I nod. Henri crosses his arms and gazes out the window, lost in thought. I take a deep breath. "Where was your family during it all?" I ask.

My lights have been off for a good two or three minutes, but I can see the whites of Henri's eyes staring back at me.

"Not with me, not on that day," he says.

We are both silent for a time and then Henri shifts his weight.

"Well, I better get back to bed," he says, bringing an end to the conversation. "Get some sleep."

After he leaves I lie there thinking of the animals, of the rocket, of Henri's family and how I'm sure he never got the chance to say good-bye to them. I know I won't be able to go back to sleep. I never can when the images visit me, when I feel Henri's sadness. It must be a thought constantly on his mind, as it would be for anyone who left under the same circumstances, leaving the only home you've ever known, all the while knowing you will never see the people you love again.

I grab my cell phone and text Sarah.

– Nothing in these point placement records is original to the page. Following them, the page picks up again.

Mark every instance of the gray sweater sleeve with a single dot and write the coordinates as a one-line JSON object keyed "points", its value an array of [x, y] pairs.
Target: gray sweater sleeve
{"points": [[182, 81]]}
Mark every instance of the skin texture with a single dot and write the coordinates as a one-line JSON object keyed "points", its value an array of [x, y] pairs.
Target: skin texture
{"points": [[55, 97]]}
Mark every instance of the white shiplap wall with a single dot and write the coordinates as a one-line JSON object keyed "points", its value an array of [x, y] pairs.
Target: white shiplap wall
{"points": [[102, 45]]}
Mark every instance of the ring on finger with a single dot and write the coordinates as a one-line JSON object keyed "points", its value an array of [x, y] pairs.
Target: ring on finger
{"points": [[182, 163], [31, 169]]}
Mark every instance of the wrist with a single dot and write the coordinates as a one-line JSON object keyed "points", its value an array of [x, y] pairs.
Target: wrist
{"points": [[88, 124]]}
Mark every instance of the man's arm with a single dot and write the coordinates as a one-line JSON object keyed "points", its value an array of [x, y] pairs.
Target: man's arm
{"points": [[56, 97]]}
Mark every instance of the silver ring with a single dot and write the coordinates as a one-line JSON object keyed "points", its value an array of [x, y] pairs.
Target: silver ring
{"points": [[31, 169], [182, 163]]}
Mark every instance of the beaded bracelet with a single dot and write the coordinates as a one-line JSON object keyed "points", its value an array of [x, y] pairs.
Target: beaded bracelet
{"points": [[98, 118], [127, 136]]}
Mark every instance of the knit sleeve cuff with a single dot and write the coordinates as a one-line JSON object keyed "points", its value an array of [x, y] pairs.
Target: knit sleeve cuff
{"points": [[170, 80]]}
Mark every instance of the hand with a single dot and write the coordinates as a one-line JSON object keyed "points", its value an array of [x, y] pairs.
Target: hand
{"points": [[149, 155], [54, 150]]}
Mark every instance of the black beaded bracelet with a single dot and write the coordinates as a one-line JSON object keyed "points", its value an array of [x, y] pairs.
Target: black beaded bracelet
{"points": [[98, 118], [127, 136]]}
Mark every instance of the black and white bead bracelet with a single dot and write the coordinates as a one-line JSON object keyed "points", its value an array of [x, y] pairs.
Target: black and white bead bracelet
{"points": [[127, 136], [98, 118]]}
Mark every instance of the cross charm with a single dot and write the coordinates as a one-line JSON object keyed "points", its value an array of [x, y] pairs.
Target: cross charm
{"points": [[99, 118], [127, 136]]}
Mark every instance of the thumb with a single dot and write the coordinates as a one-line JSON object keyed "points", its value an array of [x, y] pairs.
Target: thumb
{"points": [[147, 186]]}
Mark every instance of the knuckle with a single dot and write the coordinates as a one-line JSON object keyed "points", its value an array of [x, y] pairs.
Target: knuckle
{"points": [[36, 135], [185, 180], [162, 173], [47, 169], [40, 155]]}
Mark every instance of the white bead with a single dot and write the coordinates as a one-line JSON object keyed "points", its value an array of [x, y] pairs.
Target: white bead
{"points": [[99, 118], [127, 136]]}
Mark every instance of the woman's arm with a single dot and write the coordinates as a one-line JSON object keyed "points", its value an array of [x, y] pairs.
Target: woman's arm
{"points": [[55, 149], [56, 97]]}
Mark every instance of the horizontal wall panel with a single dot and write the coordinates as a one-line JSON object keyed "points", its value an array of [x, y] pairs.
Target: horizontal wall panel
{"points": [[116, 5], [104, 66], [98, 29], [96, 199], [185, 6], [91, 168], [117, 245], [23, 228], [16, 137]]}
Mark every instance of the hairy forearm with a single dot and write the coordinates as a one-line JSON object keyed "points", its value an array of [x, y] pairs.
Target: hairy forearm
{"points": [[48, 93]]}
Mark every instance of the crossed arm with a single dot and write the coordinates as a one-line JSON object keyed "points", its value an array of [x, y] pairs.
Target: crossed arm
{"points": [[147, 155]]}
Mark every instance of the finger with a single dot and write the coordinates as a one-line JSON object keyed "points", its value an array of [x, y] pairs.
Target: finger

I always text her when I can't sleep, or she texts me if it's the other way around. Then we'll talk for as long as it takes to become tired. She calls me twenty seconds after I hit the send button.

"Hey, you," I answer.

"You can't sleep?"

"No."

"What's the matter?" she asks. She yawns on the other end of the line.

"Was just missing you is all. Been lying in bed staring at the ceiling for like an hour now."

"You're silly. You saw me like six hours ago."

"I wish you were still here," I say. She moans. I can hear her smile through the darkness. I roll to my side and hold the phone between my ear and the pillow.